Die Matthäuskirche zwischen Bankenhochhäusern in Frankfurt
Die Matthäuskirche zwischen Bankenhochhäusern in Frankfurt Bild © picture-alliance/dpa

Ihr Turm ragt zwischen den Hochhäusern im Frankfurter Bankenviertel hervor: Nun hat die Evangelische Kirche nach 20 Jahren Streit entschieden, was aus der Kirche werden soll.

"Der Turm der Matthäuskirche mit dem goldenen Kreuz in der Hochhauslandschaft von Frankfurt ist zu einem Symbol für Kirche in der modernen Gesellschaft geworden", sagte Stadtdekan Achim Knecht in einer Versammlung der Gemeinde am Donnerstagabend. Darum steht nun fest: Der Turm soll als weithin sichtbares Zeichen stehen bleiben, die Kirche wird neu gebaut.

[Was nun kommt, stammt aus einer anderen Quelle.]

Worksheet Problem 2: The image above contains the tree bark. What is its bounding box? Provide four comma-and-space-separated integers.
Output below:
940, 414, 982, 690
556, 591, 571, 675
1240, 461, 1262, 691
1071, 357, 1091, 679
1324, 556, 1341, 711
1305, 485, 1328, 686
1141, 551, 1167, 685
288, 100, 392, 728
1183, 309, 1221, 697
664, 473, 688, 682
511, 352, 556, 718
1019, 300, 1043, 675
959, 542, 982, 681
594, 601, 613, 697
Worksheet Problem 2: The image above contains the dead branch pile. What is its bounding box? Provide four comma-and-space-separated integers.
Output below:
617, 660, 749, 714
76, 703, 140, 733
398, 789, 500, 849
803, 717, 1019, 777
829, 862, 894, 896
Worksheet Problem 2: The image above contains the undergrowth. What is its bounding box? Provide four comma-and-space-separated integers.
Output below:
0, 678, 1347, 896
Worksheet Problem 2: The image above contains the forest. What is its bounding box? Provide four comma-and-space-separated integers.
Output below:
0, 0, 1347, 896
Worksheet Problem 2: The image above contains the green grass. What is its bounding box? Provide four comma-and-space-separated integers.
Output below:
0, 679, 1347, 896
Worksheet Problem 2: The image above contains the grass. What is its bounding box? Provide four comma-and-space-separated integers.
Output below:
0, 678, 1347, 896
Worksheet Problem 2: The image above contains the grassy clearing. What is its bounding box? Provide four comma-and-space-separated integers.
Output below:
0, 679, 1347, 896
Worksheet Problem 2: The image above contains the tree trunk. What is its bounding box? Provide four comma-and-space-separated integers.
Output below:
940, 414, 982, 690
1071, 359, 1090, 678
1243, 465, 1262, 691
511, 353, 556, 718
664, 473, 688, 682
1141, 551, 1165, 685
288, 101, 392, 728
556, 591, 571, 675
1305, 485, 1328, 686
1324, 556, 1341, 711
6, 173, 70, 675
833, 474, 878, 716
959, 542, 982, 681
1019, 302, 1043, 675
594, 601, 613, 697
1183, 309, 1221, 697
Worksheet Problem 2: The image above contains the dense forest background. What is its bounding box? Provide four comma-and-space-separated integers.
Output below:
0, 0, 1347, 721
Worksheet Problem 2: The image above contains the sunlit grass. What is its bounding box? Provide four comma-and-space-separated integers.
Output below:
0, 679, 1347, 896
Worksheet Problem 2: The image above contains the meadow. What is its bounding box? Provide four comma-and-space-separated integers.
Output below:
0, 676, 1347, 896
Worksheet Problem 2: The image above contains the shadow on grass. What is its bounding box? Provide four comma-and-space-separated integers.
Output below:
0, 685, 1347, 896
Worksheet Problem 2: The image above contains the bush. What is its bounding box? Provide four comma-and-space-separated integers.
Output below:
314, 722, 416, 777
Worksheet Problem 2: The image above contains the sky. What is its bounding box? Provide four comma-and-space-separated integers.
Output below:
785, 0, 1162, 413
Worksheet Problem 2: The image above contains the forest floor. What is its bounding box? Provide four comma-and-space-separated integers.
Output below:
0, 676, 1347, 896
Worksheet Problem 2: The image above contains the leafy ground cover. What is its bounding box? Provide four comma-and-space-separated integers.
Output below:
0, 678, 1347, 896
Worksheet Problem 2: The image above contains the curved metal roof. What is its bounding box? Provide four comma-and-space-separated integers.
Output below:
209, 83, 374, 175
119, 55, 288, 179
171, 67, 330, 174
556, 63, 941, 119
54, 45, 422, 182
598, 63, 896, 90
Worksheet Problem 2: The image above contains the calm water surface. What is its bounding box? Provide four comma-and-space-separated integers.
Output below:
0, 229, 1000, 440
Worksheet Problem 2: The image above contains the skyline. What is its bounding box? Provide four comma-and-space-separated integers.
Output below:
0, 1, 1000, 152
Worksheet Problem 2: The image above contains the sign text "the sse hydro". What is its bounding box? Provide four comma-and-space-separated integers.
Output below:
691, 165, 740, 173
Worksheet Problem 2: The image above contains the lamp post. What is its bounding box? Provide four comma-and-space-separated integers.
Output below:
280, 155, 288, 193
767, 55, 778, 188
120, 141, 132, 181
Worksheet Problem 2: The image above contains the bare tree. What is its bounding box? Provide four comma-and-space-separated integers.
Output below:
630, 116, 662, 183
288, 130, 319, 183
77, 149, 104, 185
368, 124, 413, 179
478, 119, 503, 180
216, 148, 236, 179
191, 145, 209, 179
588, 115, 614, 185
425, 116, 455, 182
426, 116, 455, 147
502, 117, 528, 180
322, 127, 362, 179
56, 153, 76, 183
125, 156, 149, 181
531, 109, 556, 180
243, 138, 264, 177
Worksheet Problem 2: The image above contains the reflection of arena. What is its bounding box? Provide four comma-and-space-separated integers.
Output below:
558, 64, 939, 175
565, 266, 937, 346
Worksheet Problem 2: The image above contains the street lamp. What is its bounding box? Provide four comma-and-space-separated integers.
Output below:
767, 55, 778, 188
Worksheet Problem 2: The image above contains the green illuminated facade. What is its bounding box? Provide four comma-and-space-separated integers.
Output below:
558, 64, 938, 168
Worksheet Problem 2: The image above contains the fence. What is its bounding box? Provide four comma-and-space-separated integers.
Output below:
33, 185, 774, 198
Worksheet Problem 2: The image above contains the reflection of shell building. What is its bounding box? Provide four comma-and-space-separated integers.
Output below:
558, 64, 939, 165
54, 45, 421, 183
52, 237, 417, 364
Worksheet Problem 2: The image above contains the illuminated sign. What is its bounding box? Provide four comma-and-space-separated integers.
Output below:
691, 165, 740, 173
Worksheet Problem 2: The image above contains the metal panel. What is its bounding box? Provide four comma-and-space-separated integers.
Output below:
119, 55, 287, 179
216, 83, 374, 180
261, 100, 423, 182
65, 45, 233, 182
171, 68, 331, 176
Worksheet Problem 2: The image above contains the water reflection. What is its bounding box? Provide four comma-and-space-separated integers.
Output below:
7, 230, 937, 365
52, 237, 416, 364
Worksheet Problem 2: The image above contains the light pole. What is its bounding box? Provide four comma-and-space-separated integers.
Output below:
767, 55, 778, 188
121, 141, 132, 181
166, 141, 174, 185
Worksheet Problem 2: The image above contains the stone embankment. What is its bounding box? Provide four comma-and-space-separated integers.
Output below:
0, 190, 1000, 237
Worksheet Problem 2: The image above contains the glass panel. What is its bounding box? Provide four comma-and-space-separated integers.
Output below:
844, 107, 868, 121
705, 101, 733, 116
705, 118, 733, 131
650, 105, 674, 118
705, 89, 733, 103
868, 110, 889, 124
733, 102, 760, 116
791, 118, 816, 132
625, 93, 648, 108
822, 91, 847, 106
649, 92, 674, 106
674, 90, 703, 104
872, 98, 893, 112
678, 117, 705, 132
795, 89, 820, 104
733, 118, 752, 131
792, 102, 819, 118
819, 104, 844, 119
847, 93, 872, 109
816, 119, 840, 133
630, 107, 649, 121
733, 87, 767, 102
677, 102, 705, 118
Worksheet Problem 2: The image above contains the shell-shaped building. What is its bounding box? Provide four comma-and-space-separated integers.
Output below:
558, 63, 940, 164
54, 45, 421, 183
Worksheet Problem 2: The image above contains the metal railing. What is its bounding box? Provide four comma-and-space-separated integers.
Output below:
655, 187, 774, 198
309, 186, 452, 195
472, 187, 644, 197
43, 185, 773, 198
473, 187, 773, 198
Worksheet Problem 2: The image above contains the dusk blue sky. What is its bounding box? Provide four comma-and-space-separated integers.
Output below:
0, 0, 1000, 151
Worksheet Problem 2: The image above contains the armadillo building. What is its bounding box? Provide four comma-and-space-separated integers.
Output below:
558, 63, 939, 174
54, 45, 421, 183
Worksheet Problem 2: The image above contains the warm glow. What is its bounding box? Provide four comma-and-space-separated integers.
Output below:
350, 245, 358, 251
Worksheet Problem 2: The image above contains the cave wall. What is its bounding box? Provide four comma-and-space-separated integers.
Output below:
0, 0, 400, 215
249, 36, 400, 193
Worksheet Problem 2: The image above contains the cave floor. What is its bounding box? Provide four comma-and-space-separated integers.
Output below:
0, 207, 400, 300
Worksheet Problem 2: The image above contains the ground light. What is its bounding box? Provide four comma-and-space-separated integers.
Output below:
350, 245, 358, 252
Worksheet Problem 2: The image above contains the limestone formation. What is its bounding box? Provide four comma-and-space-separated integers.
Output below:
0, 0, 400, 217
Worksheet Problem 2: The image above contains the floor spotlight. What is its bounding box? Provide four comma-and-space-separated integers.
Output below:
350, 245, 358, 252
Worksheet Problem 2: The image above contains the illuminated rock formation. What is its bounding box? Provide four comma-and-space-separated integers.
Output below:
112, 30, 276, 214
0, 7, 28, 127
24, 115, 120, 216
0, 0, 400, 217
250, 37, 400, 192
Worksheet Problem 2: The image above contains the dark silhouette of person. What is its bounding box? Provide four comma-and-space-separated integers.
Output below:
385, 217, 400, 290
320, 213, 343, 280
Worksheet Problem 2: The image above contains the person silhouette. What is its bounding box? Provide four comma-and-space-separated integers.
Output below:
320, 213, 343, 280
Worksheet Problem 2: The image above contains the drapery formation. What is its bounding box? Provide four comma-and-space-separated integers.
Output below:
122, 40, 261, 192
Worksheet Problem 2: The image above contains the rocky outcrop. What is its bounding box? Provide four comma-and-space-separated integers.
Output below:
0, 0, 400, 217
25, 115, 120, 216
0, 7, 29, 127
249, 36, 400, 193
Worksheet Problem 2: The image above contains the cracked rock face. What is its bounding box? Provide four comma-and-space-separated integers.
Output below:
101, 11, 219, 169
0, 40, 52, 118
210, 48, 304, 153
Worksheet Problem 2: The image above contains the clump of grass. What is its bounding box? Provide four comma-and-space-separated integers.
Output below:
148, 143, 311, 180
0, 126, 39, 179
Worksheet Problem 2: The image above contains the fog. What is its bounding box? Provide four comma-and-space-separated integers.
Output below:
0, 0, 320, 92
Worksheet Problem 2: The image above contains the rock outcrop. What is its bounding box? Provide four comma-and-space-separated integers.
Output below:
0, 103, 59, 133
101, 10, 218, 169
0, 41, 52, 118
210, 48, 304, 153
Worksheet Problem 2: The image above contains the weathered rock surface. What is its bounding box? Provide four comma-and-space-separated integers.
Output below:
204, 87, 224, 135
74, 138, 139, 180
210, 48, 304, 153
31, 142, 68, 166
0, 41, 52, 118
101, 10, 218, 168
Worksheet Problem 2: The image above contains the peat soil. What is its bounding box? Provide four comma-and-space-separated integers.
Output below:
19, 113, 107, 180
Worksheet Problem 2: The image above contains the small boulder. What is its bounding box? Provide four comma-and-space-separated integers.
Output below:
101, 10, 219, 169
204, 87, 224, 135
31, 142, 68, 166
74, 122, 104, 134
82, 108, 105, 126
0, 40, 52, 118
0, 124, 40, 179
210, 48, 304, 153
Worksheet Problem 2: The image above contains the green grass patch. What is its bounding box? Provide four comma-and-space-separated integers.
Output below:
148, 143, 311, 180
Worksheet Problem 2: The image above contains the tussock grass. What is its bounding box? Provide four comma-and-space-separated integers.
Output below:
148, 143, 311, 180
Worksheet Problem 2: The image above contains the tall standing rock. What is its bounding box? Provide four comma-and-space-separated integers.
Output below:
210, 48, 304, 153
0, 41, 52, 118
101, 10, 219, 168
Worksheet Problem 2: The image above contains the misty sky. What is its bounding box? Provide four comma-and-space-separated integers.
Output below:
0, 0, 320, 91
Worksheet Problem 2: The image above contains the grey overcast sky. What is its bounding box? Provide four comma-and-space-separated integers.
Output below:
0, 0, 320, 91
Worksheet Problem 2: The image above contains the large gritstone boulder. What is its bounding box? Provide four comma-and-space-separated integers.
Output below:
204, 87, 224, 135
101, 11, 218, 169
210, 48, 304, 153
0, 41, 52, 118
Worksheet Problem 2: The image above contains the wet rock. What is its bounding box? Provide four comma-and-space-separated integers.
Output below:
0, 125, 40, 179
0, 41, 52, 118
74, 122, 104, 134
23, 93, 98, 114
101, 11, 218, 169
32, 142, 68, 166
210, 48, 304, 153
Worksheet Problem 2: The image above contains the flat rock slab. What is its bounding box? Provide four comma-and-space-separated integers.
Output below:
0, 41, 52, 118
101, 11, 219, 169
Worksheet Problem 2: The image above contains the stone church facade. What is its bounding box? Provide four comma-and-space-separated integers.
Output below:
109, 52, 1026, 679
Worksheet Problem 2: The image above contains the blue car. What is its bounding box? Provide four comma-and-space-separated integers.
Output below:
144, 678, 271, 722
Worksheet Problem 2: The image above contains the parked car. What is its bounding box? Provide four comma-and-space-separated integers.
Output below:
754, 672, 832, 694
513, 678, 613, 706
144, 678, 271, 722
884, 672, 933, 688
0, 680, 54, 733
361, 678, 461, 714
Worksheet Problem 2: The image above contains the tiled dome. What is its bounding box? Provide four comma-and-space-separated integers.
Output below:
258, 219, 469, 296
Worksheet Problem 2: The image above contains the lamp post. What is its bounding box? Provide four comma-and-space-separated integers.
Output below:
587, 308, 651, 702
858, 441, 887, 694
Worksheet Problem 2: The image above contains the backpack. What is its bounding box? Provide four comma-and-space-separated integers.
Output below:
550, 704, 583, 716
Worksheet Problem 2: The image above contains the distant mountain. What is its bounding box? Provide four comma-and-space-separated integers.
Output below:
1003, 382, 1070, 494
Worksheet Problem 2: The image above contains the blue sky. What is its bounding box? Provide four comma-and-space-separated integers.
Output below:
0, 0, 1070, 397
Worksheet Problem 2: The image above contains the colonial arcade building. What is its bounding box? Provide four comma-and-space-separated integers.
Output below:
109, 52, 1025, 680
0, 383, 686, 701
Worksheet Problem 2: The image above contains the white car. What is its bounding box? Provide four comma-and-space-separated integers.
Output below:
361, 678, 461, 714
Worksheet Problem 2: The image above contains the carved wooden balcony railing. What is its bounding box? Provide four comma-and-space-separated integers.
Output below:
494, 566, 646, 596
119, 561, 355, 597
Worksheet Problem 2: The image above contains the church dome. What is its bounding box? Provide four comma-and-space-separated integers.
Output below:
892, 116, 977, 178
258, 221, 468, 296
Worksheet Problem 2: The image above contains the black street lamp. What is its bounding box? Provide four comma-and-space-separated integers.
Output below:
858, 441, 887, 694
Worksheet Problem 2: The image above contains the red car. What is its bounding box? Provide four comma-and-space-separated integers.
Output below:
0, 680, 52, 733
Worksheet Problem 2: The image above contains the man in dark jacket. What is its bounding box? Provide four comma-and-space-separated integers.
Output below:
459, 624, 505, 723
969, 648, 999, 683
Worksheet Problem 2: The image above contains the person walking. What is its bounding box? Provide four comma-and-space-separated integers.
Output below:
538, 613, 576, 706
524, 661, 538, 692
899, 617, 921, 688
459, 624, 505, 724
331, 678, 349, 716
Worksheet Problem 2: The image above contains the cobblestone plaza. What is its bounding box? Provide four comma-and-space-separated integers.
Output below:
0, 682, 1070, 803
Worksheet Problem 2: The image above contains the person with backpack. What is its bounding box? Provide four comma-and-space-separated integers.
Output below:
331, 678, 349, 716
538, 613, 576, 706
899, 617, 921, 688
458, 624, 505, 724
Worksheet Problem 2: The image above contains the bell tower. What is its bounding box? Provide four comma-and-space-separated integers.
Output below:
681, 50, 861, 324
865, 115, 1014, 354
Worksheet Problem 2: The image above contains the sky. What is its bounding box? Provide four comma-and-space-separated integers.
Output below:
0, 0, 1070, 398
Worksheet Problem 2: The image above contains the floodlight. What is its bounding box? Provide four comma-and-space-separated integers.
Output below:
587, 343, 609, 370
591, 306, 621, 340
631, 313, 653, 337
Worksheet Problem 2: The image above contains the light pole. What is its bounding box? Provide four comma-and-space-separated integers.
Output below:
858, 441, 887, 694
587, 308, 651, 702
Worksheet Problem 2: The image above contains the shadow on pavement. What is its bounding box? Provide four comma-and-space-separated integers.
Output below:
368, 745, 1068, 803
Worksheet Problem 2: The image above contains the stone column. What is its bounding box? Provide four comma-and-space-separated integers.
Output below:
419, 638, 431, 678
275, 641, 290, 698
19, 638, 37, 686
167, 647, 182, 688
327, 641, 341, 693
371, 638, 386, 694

Abgerissen werden sollen das Kirchenschiff sowie die nicht mehr genutzten Gebäude, das Pfarr- und Gemeindehaus sowie die Kindertagesstätte, wie Knecht sagte. Die evangelische Kirche will den größten Teil des Areals der Matthäuskirche verkaufen und mit dem Erlös das neue Kirchgebäude bauen und unterhalten. Bisher umfasst das Areal 3.100 Quadratmeter, für die neue Kirche sind 450 Quadratmeter vorgesehen. Mit dem Neubau sei frühestens in drei Jahren zu rechnen.

Langer Streit

Dem Beschluss geht ein fast 20-jähriger Streit um den Standort voraus. Der Evangelische Regionalverband Frankfurt hatte bereits 1999 entschieden, das Gelände an der Friedrich-Ebert-Anlage zu verkaufen. Die Hoffnungsgemeinde protestierte gegen das Vorhaben und klagte beim Kirchlichen Verfassungs- und Verwaltungsgericht. Das Gericht wies die Klage 2003 ab, schob eine Entscheidung in der Sache jedoch auf.

Nach der Vorlage eines neuen Hochhausrahmenplans hatte die Hoffnungsgemeinde 2007 ihren Widerstand gegen einen Verkauf des Areals aufgegeben. Die Regionalversammlung stimmte daraufhin mehrheitlich für einen Verkauf des Geländes. Ein Käufer ist seither nicht genannt worden.